Emily
Gdy wsiadłam do taksówki cała się trzęsłam. Dlaczego to zrobił? Jesteś moja! Te słowa cały czas słyszałam w głowie. Muszę się trzymać jak najdalej od niego to pewne, inaczej to skończy się dla mnie bardzo źle. Gdy mnie pocałował zapomniałam o wszystkim. O tym,że powinnam go nienawidzić, a nie czuć pożądanie. Boże on miał racje! Podobało mi się i to bardzo. Telefon wyrwał mnie z tych myśli. To był mój brat Mike.
-Cześć.
-Cześć Em, tu twój ulubiony brat. - zaczęłam się śmiać, bo każdy z nich uważał się za ulubionego.
-Pewnie , że tak. Co się stało Mike?- byliśmy umówieni na wieczór w klubie wszyscy razem ,więc musiałam się przygotować.
-Chcę ci tylko powiedzieć, że zajadę po ciebie z Vanessą. 21.00 ci odpowiada?-zapytał
-Tak Mike, będę czekać. -wiedziałam, że powie teraz na to co zawsze i uśmiechnęłam się.
-Pamiętaj ,że masz się ubrać przyzwoicie Em.
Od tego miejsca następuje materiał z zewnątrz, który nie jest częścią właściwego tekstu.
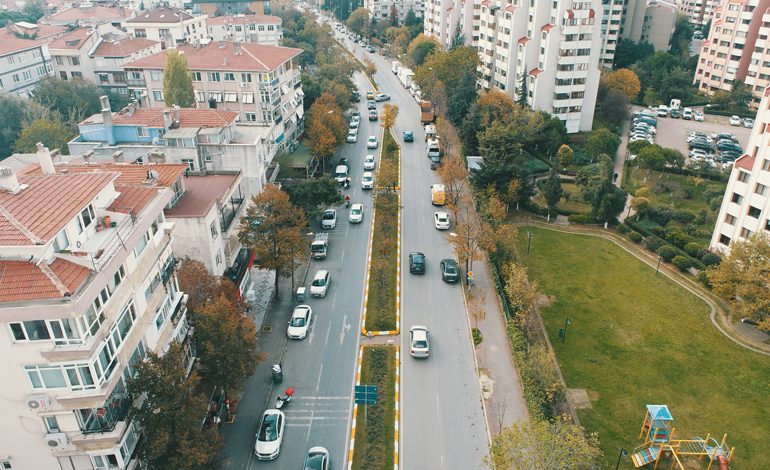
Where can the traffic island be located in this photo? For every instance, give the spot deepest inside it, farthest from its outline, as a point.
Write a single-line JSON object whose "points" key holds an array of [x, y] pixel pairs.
{"points": [[374, 433], [382, 289]]}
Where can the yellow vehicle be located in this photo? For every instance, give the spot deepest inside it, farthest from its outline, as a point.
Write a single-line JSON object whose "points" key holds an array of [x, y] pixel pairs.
{"points": [[438, 195]]}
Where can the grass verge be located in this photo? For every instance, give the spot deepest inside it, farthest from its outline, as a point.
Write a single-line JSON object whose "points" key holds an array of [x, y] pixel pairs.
{"points": [[374, 438], [383, 268], [637, 338]]}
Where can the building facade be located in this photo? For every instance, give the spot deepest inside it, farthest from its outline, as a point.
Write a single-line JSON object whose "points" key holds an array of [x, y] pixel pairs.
{"points": [[168, 25], [261, 83], [88, 289], [260, 29], [745, 208], [23, 63], [550, 51], [736, 49]]}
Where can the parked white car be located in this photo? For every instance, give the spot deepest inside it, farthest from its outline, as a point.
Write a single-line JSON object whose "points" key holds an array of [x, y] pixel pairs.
{"points": [[320, 285]]}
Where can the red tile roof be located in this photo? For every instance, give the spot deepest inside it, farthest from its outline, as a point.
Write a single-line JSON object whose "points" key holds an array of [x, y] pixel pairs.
{"points": [[36, 214], [254, 57], [746, 162], [161, 15], [127, 173], [23, 280], [72, 40], [201, 193], [244, 19], [123, 48]]}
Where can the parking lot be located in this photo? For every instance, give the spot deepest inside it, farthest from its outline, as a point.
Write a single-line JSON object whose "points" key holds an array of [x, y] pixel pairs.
{"points": [[672, 133]]}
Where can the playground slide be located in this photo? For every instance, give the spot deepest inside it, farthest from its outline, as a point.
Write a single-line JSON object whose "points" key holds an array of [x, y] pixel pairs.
{"points": [[722, 462]]}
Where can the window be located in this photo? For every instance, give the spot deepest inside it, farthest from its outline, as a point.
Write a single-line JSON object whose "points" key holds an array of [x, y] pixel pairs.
{"points": [[213, 230]]}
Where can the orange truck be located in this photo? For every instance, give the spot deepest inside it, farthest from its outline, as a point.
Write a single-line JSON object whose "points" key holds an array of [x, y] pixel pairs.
{"points": [[426, 112]]}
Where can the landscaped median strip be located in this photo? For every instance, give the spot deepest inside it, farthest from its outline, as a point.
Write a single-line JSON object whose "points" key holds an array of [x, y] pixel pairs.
{"points": [[375, 428]]}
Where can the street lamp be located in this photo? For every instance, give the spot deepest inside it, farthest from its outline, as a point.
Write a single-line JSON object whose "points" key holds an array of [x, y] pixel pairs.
{"points": [[622, 454]]}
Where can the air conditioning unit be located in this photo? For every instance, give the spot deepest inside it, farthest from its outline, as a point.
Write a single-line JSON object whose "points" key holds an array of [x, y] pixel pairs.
{"points": [[57, 440], [38, 402]]}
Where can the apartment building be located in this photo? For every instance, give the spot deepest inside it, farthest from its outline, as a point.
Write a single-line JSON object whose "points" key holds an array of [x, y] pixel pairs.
{"points": [[388, 10], [441, 18], [736, 49], [206, 220], [745, 208], [88, 288], [553, 47], [698, 12], [23, 63], [169, 25], [260, 29], [261, 83]]}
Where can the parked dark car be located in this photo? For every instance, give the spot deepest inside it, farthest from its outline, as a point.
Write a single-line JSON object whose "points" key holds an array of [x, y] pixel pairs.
{"points": [[416, 263], [450, 272]]}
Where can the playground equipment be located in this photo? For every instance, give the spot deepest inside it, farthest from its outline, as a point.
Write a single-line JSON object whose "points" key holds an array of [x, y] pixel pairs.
{"points": [[659, 443]]}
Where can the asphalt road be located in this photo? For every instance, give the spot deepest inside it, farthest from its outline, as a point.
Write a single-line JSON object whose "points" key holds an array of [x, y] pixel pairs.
{"points": [[320, 367], [442, 420]]}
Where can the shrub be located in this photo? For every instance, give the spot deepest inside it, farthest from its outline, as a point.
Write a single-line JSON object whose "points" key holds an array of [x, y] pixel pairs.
{"points": [[653, 243], [684, 216], [682, 262], [659, 231], [666, 253], [711, 259], [659, 214]]}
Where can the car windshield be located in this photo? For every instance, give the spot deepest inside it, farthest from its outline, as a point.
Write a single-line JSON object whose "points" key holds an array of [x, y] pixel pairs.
{"points": [[269, 430]]}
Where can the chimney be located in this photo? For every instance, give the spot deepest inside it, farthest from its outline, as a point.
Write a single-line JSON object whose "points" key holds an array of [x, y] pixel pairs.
{"points": [[8, 180], [167, 119], [44, 157], [107, 120]]}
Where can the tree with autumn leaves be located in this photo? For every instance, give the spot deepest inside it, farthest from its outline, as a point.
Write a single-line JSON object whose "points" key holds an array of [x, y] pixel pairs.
{"points": [[325, 128], [273, 228]]}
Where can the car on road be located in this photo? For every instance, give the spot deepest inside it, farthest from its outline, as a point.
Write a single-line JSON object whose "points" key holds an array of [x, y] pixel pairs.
{"points": [[299, 322], [367, 180], [416, 263], [270, 435], [369, 162], [441, 220], [317, 458], [450, 272], [356, 214], [320, 285], [419, 346], [329, 219]]}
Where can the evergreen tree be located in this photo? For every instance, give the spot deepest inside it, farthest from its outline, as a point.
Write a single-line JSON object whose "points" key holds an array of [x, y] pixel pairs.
{"points": [[177, 81]]}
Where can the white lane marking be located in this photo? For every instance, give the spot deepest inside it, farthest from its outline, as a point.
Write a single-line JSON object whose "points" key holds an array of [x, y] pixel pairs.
{"points": [[345, 328]]}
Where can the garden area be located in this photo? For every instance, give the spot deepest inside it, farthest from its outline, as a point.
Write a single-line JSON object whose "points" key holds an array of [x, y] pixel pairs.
{"points": [[637, 338], [381, 306], [375, 425]]}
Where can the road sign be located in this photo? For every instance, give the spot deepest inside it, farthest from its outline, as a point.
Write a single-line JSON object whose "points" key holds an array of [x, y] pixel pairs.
{"points": [[366, 394]]}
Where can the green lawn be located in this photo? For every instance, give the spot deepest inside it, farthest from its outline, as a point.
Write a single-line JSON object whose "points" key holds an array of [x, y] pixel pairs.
{"points": [[375, 425], [637, 338]]}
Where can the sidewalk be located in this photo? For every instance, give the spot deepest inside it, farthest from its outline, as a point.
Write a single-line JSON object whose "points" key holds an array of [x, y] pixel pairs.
{"points": [[499, 375]]}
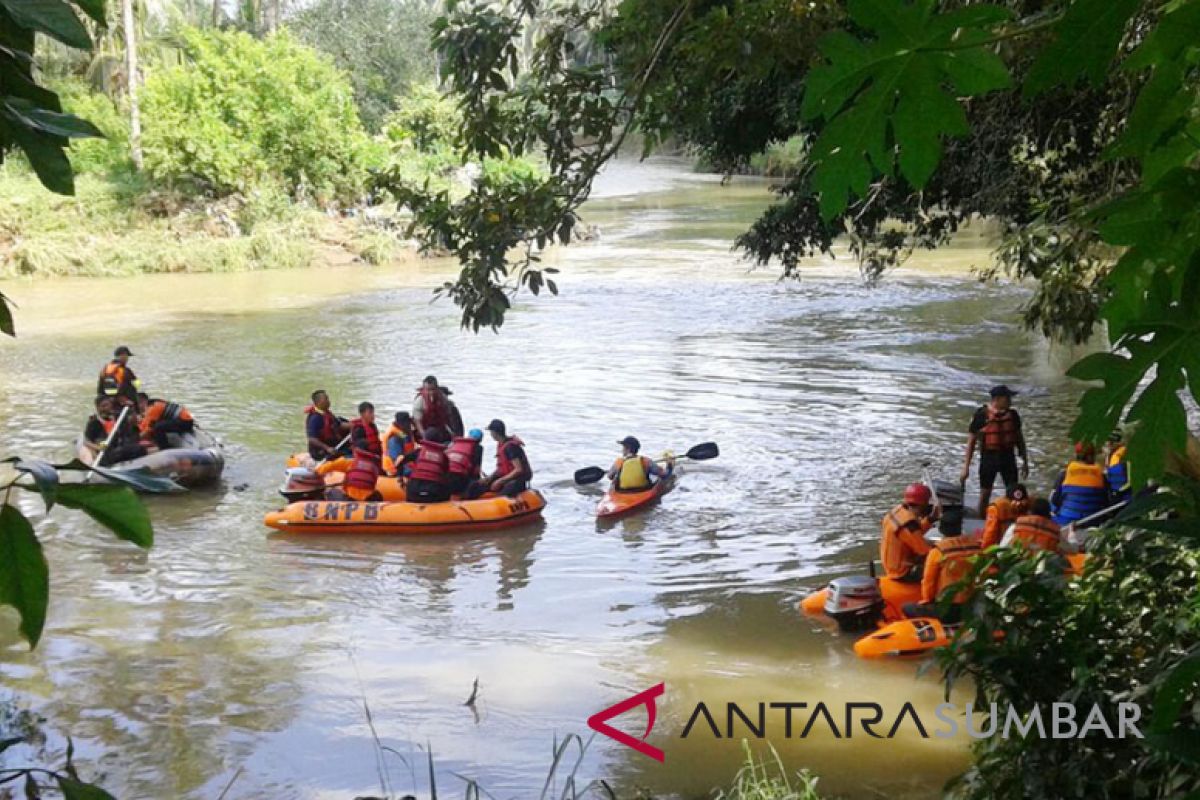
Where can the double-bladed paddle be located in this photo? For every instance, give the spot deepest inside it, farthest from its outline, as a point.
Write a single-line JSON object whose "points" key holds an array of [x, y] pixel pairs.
{"points": [[700, 452]]}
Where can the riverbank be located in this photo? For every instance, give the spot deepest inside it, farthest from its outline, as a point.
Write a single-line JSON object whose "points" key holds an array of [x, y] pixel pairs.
{"points": [[119, 227]]}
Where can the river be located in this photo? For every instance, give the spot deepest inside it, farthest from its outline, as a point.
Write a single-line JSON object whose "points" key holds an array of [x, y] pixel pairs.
{"points": [[227, 654]]}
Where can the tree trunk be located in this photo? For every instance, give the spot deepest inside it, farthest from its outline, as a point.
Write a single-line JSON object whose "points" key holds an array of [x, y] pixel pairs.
{"points": [[131, 82]]}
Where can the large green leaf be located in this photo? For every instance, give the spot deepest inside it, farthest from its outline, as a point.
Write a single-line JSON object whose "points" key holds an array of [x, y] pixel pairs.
{"points": [[55, 18], [1084, 44], [117, 507], [24, 575], [886, 101]]}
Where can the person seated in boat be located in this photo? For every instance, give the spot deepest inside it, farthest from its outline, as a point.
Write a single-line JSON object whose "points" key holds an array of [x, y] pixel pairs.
{"points": [[1116, 469], [513, 470], [399, 445], [465, 459], [431, 408], [430, 480], [160, 417], [1037, 530], [631, 471], [323, 428], [1081, 489], [904, 548], [117, 379], [125, 444], [1002, 513], [947, 564]]}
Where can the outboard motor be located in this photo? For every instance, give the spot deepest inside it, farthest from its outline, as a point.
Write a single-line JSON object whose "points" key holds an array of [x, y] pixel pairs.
{"points": [[303, 483], [855, 602]]}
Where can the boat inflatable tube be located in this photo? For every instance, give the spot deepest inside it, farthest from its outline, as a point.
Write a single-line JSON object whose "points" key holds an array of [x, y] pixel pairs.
{"points": [[484, 515]]}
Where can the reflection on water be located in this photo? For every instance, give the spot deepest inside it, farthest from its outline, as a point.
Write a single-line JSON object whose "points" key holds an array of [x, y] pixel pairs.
{"points": [[226, 648]]}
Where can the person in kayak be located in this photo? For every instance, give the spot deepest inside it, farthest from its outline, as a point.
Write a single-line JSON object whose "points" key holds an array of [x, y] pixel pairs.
{"points": [[323, 428], [1002, 513], [947, 564], [399, 445], [160, 417], [1081, 488], [1037, 530], [1116, 469], [631, 471], [465, 457], [431, 407], [513, 471], [430, 480], [117, 379], [996, 431], [903, 548], [124, 446]]}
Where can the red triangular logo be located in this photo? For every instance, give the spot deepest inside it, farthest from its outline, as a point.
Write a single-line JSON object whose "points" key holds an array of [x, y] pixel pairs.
{"points": [[599, 721]]}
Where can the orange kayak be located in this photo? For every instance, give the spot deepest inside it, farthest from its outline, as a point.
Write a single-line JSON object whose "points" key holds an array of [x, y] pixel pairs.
{"points": [[484, 515], [616, 504]]}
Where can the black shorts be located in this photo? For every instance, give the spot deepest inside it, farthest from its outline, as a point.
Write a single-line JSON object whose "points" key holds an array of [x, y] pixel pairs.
{"points": [[997, 463]]}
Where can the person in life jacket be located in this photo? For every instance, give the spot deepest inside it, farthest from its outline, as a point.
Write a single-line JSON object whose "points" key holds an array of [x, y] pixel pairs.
{"points": [[1116, 469], [431, 407], [1081, 489], [117, 379], [1002, 513], [631, 471], [904, 547], [513, 470], [124, 446], [948, 563], [323, 428], [430, 480], [1036, 530], [465, 459], [996, 431], [399, 445], [160, 417]]}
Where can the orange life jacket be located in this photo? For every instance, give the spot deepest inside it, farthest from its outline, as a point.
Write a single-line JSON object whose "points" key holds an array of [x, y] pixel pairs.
{"points": [[431, 463], [951, 564], [899, 548], [1001, 432], [1038, 533]]}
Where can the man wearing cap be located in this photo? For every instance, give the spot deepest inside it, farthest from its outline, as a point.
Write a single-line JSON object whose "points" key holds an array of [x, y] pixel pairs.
{"points": [[996, 429], [513, 471], [117, 379], [633, 473]]}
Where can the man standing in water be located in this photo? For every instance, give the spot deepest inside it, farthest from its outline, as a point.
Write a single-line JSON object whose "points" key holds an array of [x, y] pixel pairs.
{"points": [[996, 428]]}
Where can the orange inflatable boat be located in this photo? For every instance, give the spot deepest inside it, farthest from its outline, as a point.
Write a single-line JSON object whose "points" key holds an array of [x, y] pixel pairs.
{"points": [[484, 515]]}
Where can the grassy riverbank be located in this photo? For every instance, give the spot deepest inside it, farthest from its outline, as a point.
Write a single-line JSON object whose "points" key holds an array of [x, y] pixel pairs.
{"points": [[120, 227]]}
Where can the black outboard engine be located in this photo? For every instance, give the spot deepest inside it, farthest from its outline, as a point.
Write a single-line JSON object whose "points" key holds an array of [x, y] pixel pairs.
{"points": [[855, 602]]}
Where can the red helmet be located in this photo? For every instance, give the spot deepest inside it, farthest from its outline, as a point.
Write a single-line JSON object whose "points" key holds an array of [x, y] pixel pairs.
{"points": [[917, 494]]}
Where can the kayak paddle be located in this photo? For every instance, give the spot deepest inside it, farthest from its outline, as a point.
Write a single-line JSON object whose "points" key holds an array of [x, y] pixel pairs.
{"points": [[700, 452]]}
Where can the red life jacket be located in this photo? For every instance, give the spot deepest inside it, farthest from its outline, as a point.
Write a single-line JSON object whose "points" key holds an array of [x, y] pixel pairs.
{"points": [[431, 463], [504, 464], [372, 434], [364, 471], [328, 425], [461, 455], [1000, 432], [437, 410]]}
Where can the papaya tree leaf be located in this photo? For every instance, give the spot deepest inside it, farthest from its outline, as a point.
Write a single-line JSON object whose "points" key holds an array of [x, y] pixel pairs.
{"points": [[24, 575], [117, 507], [45, 476]]}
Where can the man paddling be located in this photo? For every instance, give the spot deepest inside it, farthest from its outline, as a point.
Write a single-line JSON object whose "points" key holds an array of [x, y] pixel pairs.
{"points": [[996, 429]]}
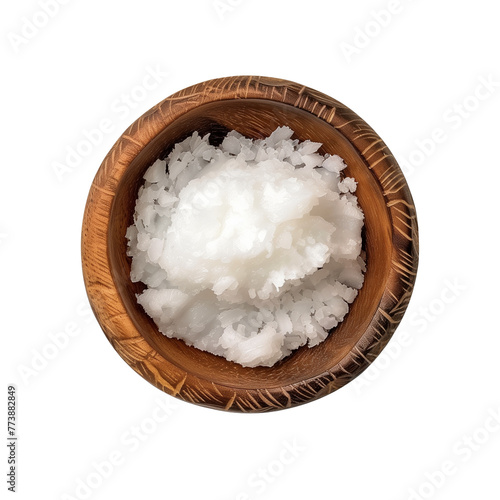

Inaczej będziemy musieli obić kilku napaleńców, a wiesz, że nie lubię zamieszania w moim klubie.- przewróciłam oczami.
-Tak tato, ale wiesz ,że ja mam już 27 lat, a nie 15 prawda?- zaczęłam się śmiać i słyszałam jak głęboko westchnął.
-Wiem, ale dla nas jesteś naszą małą siostrzyczką.
-OK. OK, to do zobaczenia.- rozłączyłam się i dojechałam pod swój dom.
Poszłam wziąć kąpiel i znów miałam w głowie obraz naszego pocałunku. Och muszę się upić i zapomnieć. Ubrałam czarną prostą sukienkę z koronką, a do tego szpilki. Włosy rozpuściłam i zrobiłam lekkie fale oraz makijaż. Spojrzałam w lustro i powiedziałam do siebie:
- Zapomnij o nim Em! Dziś zaszalejesz i będziesz jak nowa!- z uśmiechem na twarzy wyszłam z domu. Mike na mój widok tylko zmrużył oczy i zacisnął usta.
-Miało być przyzwoicie siostra! - podeszłam do niego i pocałował w policzek.
-Przecież jest. Nie jestem goła.
-Mało brakuje!- przywitałam się z jego żoną Vanessą. Jest bardzo ładną blondynką o niebieskich oczach. Miała na sobie czerwoną krótką sukienkę. Odwróciłam się do Mika i powiedziałam:
-Twoja żona ma podobną i jej nie komentujesz!-udawałam obrażoną.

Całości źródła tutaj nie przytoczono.